Jaya! had been both married and widowed. He had been both the hero and the villain, sometimes on seperate occasions, and sometimes both at once. He had been at one time tremendously rich, the son of a prince; and at another terribly poor, a pauper on the street. The people had hailed him as the saviour and reviled him as the serpent. He had swam in the holy waters of the Ganges, and would doubtless soon be burning in the fires of somebody else's hell. In short, everything that could happen to a man was determined to happen to Jaya!

But Jaya! wanted to be left alone to live in his tent by the sea.

He knew it was coming. Whenever anything was about to happen he would awake to find two mosquitoes dead in his bed roll, as though poisoned by his blood (although Jaya! didn't know it, he did in fact have poisonous blood). And so it was with a heavy heart that he had set about boiling the water to make his tea. He only hoped that the days until he could return to his tent by the sea would pass quickly. He drank his tea slowly. Only when he spat the last of the leaves from between his teeth did he rise and dress, and lift the illusion of sleep from all that lay around him. He stepped out into the glorious light of a new day that marked the beginning of the rest of his life, as it so tediously had the day before, and the day before that. Jaya! looked up to the sun in disdain at the obvious optimism with which it was burning itself to death. At least, he thought, one day you'll be burned completely up and a man may get a decent nights sleep. Then he tripped over the feet of the prophet at his door and bashed his head on the rock he used to open coconuts.

'As it was written, so has it come to pass' the prophet cried out in alarming ecstasy.

Jaya! had heard it before. It seems as though, before he was born, somebody had gone to the trouble of writing down every moment of Jaya!'s life into a big book that had been placed into a library from where every prophet seeking a vision would surreptitously tear out a page and come to disturb him in his tent by the sea. Jaya! considered boxing the prophet's ears and sending him on his way. But it would do no good, so instead he sat up and nursed the bruise that was forming on the crown of his head. For a reason he didn't understand, these great events that wouldn't leave him alone always started by causing him some pain. Jaya! decided that when it was all over he would come back and forgive the rock, but he would still move it to the other side of his tent. The prophet continued to babble.
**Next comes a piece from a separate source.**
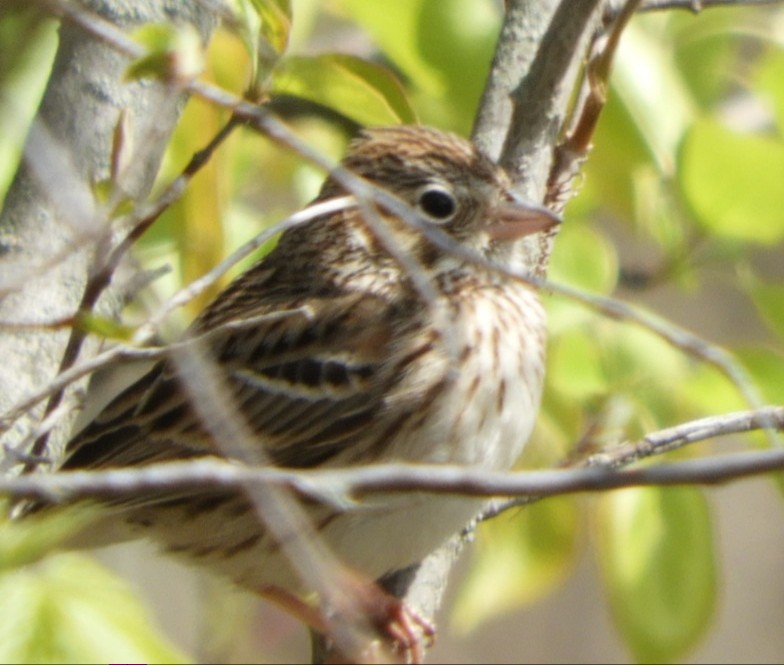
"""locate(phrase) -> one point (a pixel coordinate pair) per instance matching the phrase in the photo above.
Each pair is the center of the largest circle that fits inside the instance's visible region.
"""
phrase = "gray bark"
(51, 225)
...saviour of the fish of the sea. Protector of the birds of the sky. Devourer of the pains and misery and ills of man. Jaya! the victorious. Jaya, my wonderous master! Oh! Jaya! the magnificent!

At this point Jaya! really did box the prophets ears, and emplored him to come straight to the point. Which the prophet, being a wise man, did and then left in a hurry to ruin another man's day. In fact it was the prophet's day that ruined, since he ran directly into the mango-swamp on Jaya!'s island, where he was promptly devoured by a crocodile.

And so it was that Jaya! awoke on the day that the seas stopped foaming.


In fact nobody had noticed that the seas had stopped foaming, except for the fishermen and the boys who dived for pearls. The fishermen were in general agreement that it was a good thing, since it made the whole bothersome issue of setting out on a leaky vessel much safer. Not all of their wives would privately agree. The pearl-diving boys simply continued to dive for pearls. There was a very great demand for them and the boys were given no time to consider the weather. The racketeers who extorted the pearls from the boys did consider the weather, since they generally believed themselves to be civilised men. However, they never got their feet wet and so missed the opportunity of considering the strange and beautiful sight of a strangely calm ocean.

Jaya! Did consider the strange and beautiful sight of a strangely calm ocean, and he considered it to be pretty awful. A portent of doom. The harbinger of some very great event indeed. If that prophet had not run off and got himself eaten' thought Jaya! as his boat paddled along, I would have thrown him into this awful ocean just so as to watch the ripples'.